1.2 Outbreak detection
This section describes some advanced statistical techniques which may be used in a surveillance
setting in order to facilitate detection of Legionnaires' disease clusters in real-time. The
purpose of this section is not to provide an exhaustive 'how-to' for each technique as this
would require considerable statistical detail. Rather, we indicate a range of potential
techniques and provide references for further information. There are a number of considerations
to bear in mind when selecting a technique to implement. For example, more accurate techniques
can be more computationally demanding and this may render them impractical for use in
real-time. Each technique makes different assumptions of the data and these should also be
borne in mind.
Large amounts of data are routinely collected and analysed by population health surveillance
systems with a view to early identification of infectious disease outbreaks. Legionnaires'
disease clusters present challenges to prospective cluster detection techniques because they
are rare events which occur against a varying background count of sporadic cases. Analysis
methods which are applied to the detection of Legionnaires' disease clusters need to be
sensitive to these features at the same time as searching for the abnormal aggregation of cases
in space and time.
Robertson et al. (2010) categorise methods for space-time cluster surveillance into
three types. These are statistical tests; model-based approaches; and emerging methods[1]. We
discuss each of these in turn.
Statistical tests seek to determine whether disease incidence in a spatially and temporally
defined interval is unusual compared to the incidence in the study region as a whole. They
include tests for space-time interaction such as the Knox test[2] and the Besag and Newell
test[3]. An extension of the Knox test was applied to Legionnaires' disease data by Bhopal
et al. (1992)[4]. Kulldorf et al.'s (2005)[5] spatial scan statistic is also the
basis of a test which van den Wijngaard et al. (2010)[6] apply to prospective syndromic
surveillance for infections including Legionnaires' disease. Traditional CUSUM methods have also been extended to
incorporate spatial features[7] and might be used to identify Legionnaires' disease clusters.

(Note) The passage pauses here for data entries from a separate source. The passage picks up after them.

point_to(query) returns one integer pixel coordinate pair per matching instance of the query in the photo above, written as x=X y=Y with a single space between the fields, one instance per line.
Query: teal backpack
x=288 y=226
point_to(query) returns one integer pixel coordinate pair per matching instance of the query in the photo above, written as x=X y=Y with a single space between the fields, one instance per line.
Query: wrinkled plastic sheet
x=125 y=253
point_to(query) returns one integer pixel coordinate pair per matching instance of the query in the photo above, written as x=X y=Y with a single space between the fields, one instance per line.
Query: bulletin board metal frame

Model-based approaches to space-time disease surveillance frequently employ generalised linear
mixed models (GLMMs). These
are an extension of the generalised linear model (GLM) and work within a regression framework. They use any of the
exponential family of statistical distributions in order to model a response variable such as
disease counts as a linear function of explanatory variables. This allows adjustments to be
made for, for example, season and day of week. It also permits incorporation of random effects
which account for varying baseline risks in different geographic areas. Non-linear
relationships between a predictive variable and the response variable can be incorporated by
transforming the predictor. GLMMs are a flexible modelling tool and might therefore be
useful in prospective space-time surveillance for Legionnaires' disease clusters, although to
our knowledge this has not yet been attempted.
Another extension to the GLM
which might be useful in surveillance for Legionnaires' disease clusters is the generalised
additive model (GAM).
GAMs can deal with complex
relationships between explanatory variables and the response variable and are commonly used to
implement non-parametric smoothers in regression models. They are also sometimes used to elicit
the shape of response curves that are then fitted with a GLM or GLMM[8].
Other modelling approaches examine spatial patterns of disease by making the assumption that
incidence counts in a given area and time period are a realisation from a spatial point process
with a given statistical distribution. Rudbeck et al. (2010) assume that the number of
Legionnaires' disease cases in small areas in Denmark is described by a Poisson process[9].
Martínez-Beneito et al. (2006) also make a Poisson assumption in their study of
source detection for an outbreak of Legionnaires' disease in Spain[10].
More recently developed space-time surveillance methods include agent-based models[11] ,
bootstrap models[12] and hidden Markov models. HMMs lend themselves to modelling of outbreak and non-outbreak
states by assigning different probability distributions to these two states. The likelihood of
a particular number of cases being observed is maximised in either the outbreak state, or the
non-outbreak state. Movement between the two states from one time period to the next is
determined by transition probabilities. In a surveillance setting the probability of being in
an outbreak state can then be monitored and calibrated against historical outbreak data to set
an exceedance threshold which gives an appropriate false alarm rate. Watkins et al
(2009) incorporate spatial structure into this framework by summing reported cases for each
postcode area with those of its nearest neighbours[13]. This effectively increases the
weighting for cases which occur in neighbouring areas. They find that HMMs provide an effective method for the
surveillance of sparse small area incidence data at low false alarm rates.